In London, there is a significant change in editorial priorities—and culture. The tabloids no longer decide the fortunes of News Corp. For a long while their profits helped to support the upmarket papers, The Times and Sunday Times. In 2010 the two broadsheets made a loss of 42 million pounds; in 2021 they made a profit of 45 million pounds, largely due to their digital editions, while The Sun made a loss of 44 million pounds. It is likely that the broadsheets will become even more profitable when, as is rumored to be imminent, the two are combined into a seven-day brand in print and digital.

Both Enders and Kreisky see The Sun as a significant drag on News Corp profits. Although British tabloids have long provided the template for successful international websites—Mail Online is one of the top rated sites in the U.S. and the world—The Sun has only recently gone digital in the U.S., where, says Kreisky, its growth has stalled “for lack of constantly compelling content. It needs a ‘content doctor’ to inject a riveting must-read tabloid sensibility. There is also an opportunity for cross-promotion of The Sun and Fox News. But when it comes to digital, Murdoch himself has never made the transition editorially or as a strategist from print.”

The jewel of News Corp, says Kreisky, is not in London but New York—Dow Jones, publisher of the Wall Street Journal. “In the most recent quarter it posted a 26 percent rise in revenue to $565 million and had 3.1 million digital-only subscribers, making it one of a handful of traditional print publications to have successfully become a top digital property.”

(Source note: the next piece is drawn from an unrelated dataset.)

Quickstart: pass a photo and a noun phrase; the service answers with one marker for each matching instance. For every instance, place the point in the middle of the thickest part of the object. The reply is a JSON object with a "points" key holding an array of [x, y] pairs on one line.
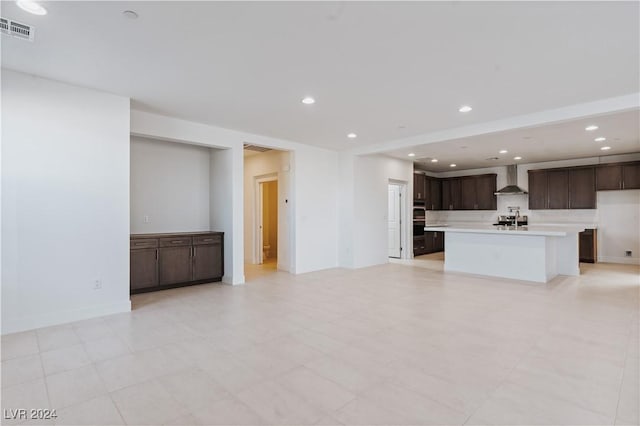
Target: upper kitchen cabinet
{"points": [[478, 192], [538, 189], [451, 194], [582, 188], [418, 186], [557, 189], [618, 176], [571, 188], [433, 193]]}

As a media gold mine, Fox Corp is a lot more more than Fox News. It has enormous reach in the U.S., delivering news, sports and entertainment to 208 local stations, including 18 that it owns and operates itself. It also feeds news and sports to 75 million subscribers through cable and broadband operators like Comcast, Verizon, and AT&T. Were it not for the odium of Fox News the corporation would be seen as a model of nimble and far-sighted media management. But Rupert Murdoch’s return to the heart of his business and his complicity, through Fox News, in the debasement of American politics by Donald Trump can’t be wiped from the record simply by dumping Trump now.

President Biden called Murdoch “the most dangerous man in the world.” This was absurd hyperbole—there are several more obviously qualified candidates for that title. But Murdoch’s baleful influence on American politics and democracy through Fox News will be his most lasting legacy, and it’s obvious that he’s not done yet—as Enders put it, “Rupert Murdoch does not believe that his time is up.”